Diğer temel hesap güvenliği ipuçları, dolandırıcıların kaba kuvvet saldırıları gerçekleştirmesini zorlaştıran güçlü parolalar kullanmayı içerir. Bir kelime ve bir sayı gibi basit ve kısa parolalardan uzak durun. Şüpheye düştüğünüzde, parolalarınızı oluşturmak için bu ESET aracını kullanın veya kendi parolalarınızın gücünü kontrol etmesini sağlayın.
Daha güvenli ve hatırlaması daha kolay olan parolalar kullanmak da iyi bir uygulamadır. Rastgele harf ve sembol kombinasyonları yerine büyük harfler ve muhtemelen özel karakterlerle serpiştirilmiş bir dizi kelimeden oluşturulabilir.
Aynı şekilde, insanların aynı kimlik bilgilerini birden fazla çevrimiçi hizmette tekrar kullanma eğiliminden yararlanan kimlik bilgisi doldurma gibi saldırıları önlemek için her hesabınız için farklı bir parola kullanın.
Kimlik doğrulamaya yönelik daha yeni bir yaklaşım, geçiş anahtarları gibi parolasız oturum açma yöntemlerine dayanır ve birden fazla cihaz ve sistemde hesap sahipliğini doğrulamak için güvenlik belirteçleri, tek seferlik kodlar veya biyometri gibi başka oturum açma yöntemleri de vardır.

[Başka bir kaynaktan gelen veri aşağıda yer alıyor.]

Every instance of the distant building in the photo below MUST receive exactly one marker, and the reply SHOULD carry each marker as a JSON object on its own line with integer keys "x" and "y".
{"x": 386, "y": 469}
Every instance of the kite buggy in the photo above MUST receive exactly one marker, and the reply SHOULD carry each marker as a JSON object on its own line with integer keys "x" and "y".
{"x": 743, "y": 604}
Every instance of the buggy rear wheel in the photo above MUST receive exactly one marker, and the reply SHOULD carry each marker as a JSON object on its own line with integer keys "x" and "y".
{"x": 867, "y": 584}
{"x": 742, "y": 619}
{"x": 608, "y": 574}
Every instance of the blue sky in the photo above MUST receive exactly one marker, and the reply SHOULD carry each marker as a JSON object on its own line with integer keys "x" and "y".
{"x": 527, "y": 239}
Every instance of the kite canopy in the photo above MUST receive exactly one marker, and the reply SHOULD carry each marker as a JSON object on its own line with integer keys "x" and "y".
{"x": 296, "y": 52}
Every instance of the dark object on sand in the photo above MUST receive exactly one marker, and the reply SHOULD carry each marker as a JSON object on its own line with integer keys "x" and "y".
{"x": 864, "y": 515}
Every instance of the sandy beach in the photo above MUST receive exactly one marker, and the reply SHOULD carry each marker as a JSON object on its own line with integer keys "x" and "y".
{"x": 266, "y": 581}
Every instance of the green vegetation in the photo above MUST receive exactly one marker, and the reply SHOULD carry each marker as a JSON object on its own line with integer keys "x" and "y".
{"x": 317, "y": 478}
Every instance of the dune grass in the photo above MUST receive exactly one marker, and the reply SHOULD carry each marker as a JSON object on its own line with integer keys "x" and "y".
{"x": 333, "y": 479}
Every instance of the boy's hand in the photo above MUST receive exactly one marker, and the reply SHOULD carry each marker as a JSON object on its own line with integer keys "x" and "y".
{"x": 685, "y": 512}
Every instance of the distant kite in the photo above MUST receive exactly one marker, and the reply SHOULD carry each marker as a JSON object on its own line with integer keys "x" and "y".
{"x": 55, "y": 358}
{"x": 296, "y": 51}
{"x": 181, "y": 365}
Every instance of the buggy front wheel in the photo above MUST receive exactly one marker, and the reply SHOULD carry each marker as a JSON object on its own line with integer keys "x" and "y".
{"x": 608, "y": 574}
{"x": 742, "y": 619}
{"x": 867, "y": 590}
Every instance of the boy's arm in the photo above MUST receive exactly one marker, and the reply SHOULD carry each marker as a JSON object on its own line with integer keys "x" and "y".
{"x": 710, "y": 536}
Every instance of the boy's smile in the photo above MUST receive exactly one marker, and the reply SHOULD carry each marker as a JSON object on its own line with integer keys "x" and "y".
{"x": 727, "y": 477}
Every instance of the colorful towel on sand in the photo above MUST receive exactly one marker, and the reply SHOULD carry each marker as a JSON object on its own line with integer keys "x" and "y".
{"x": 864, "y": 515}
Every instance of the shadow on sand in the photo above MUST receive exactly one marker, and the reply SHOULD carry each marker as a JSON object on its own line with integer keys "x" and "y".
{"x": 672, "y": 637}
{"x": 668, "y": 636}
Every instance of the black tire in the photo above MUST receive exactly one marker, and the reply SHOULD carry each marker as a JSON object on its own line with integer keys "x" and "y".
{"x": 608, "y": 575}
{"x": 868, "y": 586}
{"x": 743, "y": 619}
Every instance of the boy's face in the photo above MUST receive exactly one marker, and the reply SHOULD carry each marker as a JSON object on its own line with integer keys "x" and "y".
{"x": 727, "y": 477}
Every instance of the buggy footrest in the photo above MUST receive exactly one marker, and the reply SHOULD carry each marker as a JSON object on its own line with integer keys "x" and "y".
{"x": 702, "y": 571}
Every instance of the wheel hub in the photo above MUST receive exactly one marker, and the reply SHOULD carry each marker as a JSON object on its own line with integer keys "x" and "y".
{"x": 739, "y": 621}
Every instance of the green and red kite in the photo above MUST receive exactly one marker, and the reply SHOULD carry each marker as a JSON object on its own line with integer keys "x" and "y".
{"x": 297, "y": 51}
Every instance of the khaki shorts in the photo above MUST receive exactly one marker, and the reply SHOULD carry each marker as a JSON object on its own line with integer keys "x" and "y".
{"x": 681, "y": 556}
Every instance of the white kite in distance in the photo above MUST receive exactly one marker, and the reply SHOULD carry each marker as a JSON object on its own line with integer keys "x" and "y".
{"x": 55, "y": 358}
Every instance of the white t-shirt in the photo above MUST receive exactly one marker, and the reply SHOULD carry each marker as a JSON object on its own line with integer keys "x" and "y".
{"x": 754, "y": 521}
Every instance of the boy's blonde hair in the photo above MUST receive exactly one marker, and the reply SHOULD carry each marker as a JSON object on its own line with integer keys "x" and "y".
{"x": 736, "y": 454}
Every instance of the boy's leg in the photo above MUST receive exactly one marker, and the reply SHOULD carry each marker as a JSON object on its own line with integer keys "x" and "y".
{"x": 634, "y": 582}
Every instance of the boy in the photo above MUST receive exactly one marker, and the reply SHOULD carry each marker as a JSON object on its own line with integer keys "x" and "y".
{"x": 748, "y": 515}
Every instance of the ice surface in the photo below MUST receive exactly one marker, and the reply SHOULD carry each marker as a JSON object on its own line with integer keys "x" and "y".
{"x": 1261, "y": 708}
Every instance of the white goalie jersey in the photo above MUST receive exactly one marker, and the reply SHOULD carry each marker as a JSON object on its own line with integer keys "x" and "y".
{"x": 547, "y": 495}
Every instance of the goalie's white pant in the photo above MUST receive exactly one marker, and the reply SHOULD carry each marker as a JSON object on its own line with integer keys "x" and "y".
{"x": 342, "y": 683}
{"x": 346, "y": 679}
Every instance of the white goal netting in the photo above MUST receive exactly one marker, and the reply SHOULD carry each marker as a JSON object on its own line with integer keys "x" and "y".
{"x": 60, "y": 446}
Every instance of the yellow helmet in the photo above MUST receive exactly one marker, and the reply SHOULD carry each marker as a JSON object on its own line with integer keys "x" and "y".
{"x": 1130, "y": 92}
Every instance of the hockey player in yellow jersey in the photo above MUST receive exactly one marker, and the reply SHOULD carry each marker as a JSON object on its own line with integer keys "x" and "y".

Şirketlerin, ihlalleri ve güvenlik olaylarını önleyebilecek tespit ve müdahale yazılımları gibi güvenlik çözümlerine yatırım yapmaları gerekir. Ayrıca kuruluşların saldırı yüzeylerini proaktif olarak daraltmaları ve şüpheli bir şey tespit edilir edilmez tepki vermeleri gerekir. Bilinen yazılım boşluklarını takip etmek ve bunları zamanında yamalamak siber suçlular tarafından istismar edilmesini önlemeye yardımcı olduğundan, güvenlik açığı yönetimi de çok önemlidir.
Bu arada her zaman var olan insan faktörü de örneğin bir çalışanın şüpheli bir e-posta ekini açması veya bir bağlantıya tıklaması gibi durumlarda, bir tehlikeyi tetikleyebilir. Bu nedenle siber güvenlik farkındalık eğitiminin ve uç nokta/mail güvenliğinin önemi küçümsenemez.
Veri güvenliğini ciddi bir şekilde ele alan her şirket aynı zamanda bir veri kaybı önleme (DLP) çözümü düşünmeli ve sağlam bir yedekleme politikası uygulamalıdır.
Ayrıca büyük hacimli müşteri ve çalışan verilerinin işlenmesi sıkı şifreleme uygulamaları gerektirir. Kimlik bilgilerinin yerel olarak şifrelenmesi, bu tür hassas verileri koruyabilir ve saldırganların ilgili şifreleme anahtarlarına erişimi olmadan çalınan bilgilerden yararlanmasını zorlaştırır.
Sonuç olarak herkese uyan tek bir çözüm yoktur ve her şirketin veri güvenliği stratejisini kendi özel ihtiyaçlarına göre uyarlaması ve gelişen tehdit ortamına uyum sağlaması gerekir. Bununla birlikte, en iyi siber güvenlik uygulamalarının bir araya getirilmesi, veri ihlallerini ve sızıntılarını önleme yolunda uzun bir yol kat edecektir.